Resumo Este texto é parte da pesquisa de monitoramento eleitoral do NUDEB sobre os evangélicos na política brasileira, e tem como objetivo analisar o papel da Igreja Assembleia de Deus e sua capilaridade no discurso evangélico sobre política. Observar discursos evangélicos sobre a política partidária é necessário para que possamos compreender mobilizações dessa população que têm se mostrado politicamente influente. Levanto a hipótese de que a Igreja Assembleia de Deus apresenta, dentro do bloco evangélico, o discurso moral sobre a política partidária entre cristãos. Para tanto, acompanhei publicações no canal da rede social youtube de Silas Malafaia, acessei dados sobre o eleitorado religioso nas eleições de 2020, e por fim, associei à minha pesquisa etnográfica iniciada em 2017 em São Luís- MA.

Introdução

Evangélicos têm se destacado como um grupo de relevância política nos últimos anos. As eleições presidenciáveis de 2018 foram um marco para o posicionamento evangélico dentro de um espectro político conservador de direita com a vitória de Jair Messias Bolsonaro. De acordo com Jaqueline Teixeira[45], a vitória do atual presidente foi decidida principalmente no segundo turno da eleição, ao ganhar o voto de mulheres negras evangélicas. A grande incongruencia até então se dava por tentar entender como um candidato como Jair Messias Bolsonaria, que defendia abertamente temas como tortura, ditadura e o porte de armas, conseguiu o apoio de evangélicos e cristãos em geral. Para tentar explicar o papel da Igreja Assembleia de Deus na política partidária, aproveito experiências da etnografia realizada em uma Igreja Assembleia de Deus em São Luís- MA, dados do Instituto de Estudos da Religião sobre as eleições em 2020, e pronunciamentos no canal do youtube de Silas Malafaia, durante o mês de junho de 2022. O texto visa abordar os seguintes tópicos: (i) o que é o pentecostalismo e como ele se divide; (ii) influências do voto cristão; e (iii) o papel da Igreja Assembleia de Deus.

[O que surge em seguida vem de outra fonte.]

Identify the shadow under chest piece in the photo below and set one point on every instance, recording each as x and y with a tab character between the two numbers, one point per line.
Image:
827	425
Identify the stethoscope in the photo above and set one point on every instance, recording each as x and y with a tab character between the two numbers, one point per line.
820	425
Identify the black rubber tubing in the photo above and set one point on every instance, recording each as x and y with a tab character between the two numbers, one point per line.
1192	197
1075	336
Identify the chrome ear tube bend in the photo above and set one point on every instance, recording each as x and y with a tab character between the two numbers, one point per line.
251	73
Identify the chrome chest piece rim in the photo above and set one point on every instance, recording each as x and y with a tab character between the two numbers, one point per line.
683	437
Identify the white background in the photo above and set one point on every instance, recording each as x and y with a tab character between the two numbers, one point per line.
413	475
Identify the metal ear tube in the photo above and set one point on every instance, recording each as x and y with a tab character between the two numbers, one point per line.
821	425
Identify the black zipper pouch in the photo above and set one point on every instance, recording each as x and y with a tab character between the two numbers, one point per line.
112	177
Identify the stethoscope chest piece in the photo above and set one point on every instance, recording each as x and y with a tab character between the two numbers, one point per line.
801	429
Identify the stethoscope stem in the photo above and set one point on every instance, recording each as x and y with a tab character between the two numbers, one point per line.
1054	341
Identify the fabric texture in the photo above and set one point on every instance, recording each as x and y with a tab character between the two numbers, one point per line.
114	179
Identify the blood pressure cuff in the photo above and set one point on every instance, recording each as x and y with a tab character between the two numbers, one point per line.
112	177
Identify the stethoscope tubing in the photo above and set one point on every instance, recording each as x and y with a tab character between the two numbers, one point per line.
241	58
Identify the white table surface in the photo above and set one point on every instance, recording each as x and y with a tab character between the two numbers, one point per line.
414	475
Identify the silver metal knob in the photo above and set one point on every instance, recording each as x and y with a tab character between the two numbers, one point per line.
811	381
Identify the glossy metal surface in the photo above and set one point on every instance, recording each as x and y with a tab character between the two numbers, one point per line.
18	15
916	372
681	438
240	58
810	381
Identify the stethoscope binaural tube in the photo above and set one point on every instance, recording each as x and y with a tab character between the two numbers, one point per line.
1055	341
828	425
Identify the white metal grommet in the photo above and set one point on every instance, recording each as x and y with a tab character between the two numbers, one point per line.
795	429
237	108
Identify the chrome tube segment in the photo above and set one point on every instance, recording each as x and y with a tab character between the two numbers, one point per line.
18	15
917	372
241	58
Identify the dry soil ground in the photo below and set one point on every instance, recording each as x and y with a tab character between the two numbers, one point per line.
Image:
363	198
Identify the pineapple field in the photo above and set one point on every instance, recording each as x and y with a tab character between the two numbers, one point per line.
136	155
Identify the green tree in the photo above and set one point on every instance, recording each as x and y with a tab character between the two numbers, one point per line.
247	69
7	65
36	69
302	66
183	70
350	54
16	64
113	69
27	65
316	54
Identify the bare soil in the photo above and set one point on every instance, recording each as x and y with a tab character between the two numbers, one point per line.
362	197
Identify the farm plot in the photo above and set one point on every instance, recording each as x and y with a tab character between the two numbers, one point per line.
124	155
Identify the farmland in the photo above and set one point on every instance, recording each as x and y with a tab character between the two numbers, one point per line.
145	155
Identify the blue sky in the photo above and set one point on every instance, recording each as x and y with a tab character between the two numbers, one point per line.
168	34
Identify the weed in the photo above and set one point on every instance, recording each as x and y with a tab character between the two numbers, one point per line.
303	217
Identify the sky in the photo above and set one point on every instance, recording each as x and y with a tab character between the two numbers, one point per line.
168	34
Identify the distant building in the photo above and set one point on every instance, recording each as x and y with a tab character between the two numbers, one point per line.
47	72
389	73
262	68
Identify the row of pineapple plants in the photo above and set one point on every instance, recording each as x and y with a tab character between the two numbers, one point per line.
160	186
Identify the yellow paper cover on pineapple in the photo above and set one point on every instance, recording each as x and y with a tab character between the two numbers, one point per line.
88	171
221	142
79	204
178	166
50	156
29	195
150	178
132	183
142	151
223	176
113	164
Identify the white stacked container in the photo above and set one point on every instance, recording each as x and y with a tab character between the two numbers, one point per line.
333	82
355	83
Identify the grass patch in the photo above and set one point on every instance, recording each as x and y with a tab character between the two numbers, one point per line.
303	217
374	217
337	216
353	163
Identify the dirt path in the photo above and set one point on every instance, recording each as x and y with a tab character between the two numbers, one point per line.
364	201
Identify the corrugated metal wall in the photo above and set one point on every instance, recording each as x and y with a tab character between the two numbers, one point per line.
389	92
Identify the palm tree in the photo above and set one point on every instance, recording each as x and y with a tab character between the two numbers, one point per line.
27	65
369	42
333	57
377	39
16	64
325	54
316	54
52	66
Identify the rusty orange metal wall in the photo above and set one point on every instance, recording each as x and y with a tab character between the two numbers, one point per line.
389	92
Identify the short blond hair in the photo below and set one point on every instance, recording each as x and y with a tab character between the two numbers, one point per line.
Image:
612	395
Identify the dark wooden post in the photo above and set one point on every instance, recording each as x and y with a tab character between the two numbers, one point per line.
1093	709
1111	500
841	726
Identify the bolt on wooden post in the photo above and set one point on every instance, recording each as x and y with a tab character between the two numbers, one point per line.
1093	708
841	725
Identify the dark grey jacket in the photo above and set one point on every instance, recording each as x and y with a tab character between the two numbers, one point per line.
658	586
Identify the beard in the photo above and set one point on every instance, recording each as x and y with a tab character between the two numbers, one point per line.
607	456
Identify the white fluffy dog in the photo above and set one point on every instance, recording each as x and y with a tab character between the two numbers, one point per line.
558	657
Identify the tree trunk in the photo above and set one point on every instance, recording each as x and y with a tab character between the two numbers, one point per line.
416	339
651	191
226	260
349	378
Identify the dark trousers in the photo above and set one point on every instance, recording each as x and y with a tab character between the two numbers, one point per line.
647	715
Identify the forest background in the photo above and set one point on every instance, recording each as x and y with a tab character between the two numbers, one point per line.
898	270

Noções sobre pentecostalismo

Falar sobre evangélicos evoca sempre a necessidade de se explicar quem de fato são esses de que falamos. A grande questão inicial reside nas categorias genéricas que se apresentam ao enunciar um grupo que, apesar de em alguma medida unido, é extremamente segmentado.

Evangélicos são a segunda maior religião dentro do território brasileiro. Os dados do IBGE de 2010 apontam no total de evangélicos a existência de 42.275.440 em número de adeptos. Dentro desse contingente existem outras ramificações divididas entre Igrejas Missionárias (com 7.686.827); Igrejas Pentecostais (25.370.484) e não determinadas (9.218.129). A igreja com maior número de fiéis, é a Igreja Assembleia de Deus com 12.314.410, o que aglomera quase metade do número total de pentecostais.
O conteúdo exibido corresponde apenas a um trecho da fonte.